A Chicago Tribune review of Duckworth’s record during her Senate bid found that her time at the federal VA mostly was focused on public relations while many of her initiatives as leader of the state VA fell flat — including a seldom-used veterans health care program, a tax credit program for businesses that hire veterans and a student debt program for VA nurses.

In both roles, Duckworth has said she did her best to bring awareness to critical issues facing veterans, touting state efforts for a mental health hotline for suicidal veterans, traumatic brain injury screenings for wounded soldiers and a new lottery game benefiting veterans.

In Washington, Duckworth has built solid relationships across the party, said Illinois U.S. Rep. Cheri Bustos, the chairwoman of the Democratic Congressional Campaign Committee.

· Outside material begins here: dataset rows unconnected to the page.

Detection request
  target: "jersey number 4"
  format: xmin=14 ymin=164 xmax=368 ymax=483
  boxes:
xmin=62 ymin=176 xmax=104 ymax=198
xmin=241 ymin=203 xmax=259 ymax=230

“I literally cannot think of one group within House Democrats that she not only had good relationships with, but strong relationships,” Bustos said. “It is very hard to do.”

——

A vice presidential pick is often assigned the task of aggressively attacking the sitting president. It’s a comfortable role for Duckworth, who regularly appears on cable news to criticize Trump.

Duckworth has dubbed Trump “Cadet Bone Spurs” in reference to his military deferment during Vietnam. She once took to the Senate floor to say “my diaper-wearing 20-month-old daughter has better impulse control than this president” in creating risks of war through his use of the military.

“When he ventures into the military space with his grandiose plans for parades and military escapades, I can tell that it goes right to her heart,” Durbin said.

Duckworth forcefully spoke out against Trump’s use of the military to clear peaceful protesters from Washington’s Lafayette Park. She said Trump had “trampled the First Amendment rights of Americans” for a “disgusting, crass photo op.”

“I am coming from a place where I have the ability to push back on him in a way that someone who has not served can’t,” Duckworth said. “I’m not going to watch him bully other people when I can stand up and say, ‘I see you. You are a fake patriot. You are a coward, who did not serve his country when the country called. So, don’t talk to me about patriotism.’”

After reports surfaced that the Trump administration had received intelligence about a suspected Russian effort to pay the Taliban bounties to kill U.S. troops in Afghanistan, Duckworth demanded Senate hearings and was again sharply critical of the president.

“I am disgusted, flabbergasted,” Duckworth said in an MSNBC interview Monday. “He continues to put Russia’s interests above the well-being of American troops, and that is absolutely unacceptable.”

——

With only weeks to go before Biden unveils his choice, it’s hard to know how closely he is weighing Duckworth, Axelrod said, while noting that it’s not surprising she’s in the mix.

“She served in the military for decades and she sacrificed in a really, really pronounced way for her country. That is a big asset,” he said. “It’s one thing to debate war. It’s another thing to understand what the weight of war is in a very personal way, and she does.”

Durbin called Duckworth “a good campaigner” with “an appeal that reaches out on a bipartisan basis.”

“She’s straightforward. She’s not a phony. She’s not a showoff. She’s a war hero. She’s a mother, a woman of color,” Bustos said.

Goldstein, the expert on the vice presidency, agreed that Duckworth’s unique attributes would “check off important boxes” during the vetting process.

“There are things about her that distinguish her from the other people that Vice President Biden is considering,” he said. “But that doesn’t mean she’ll be selected.”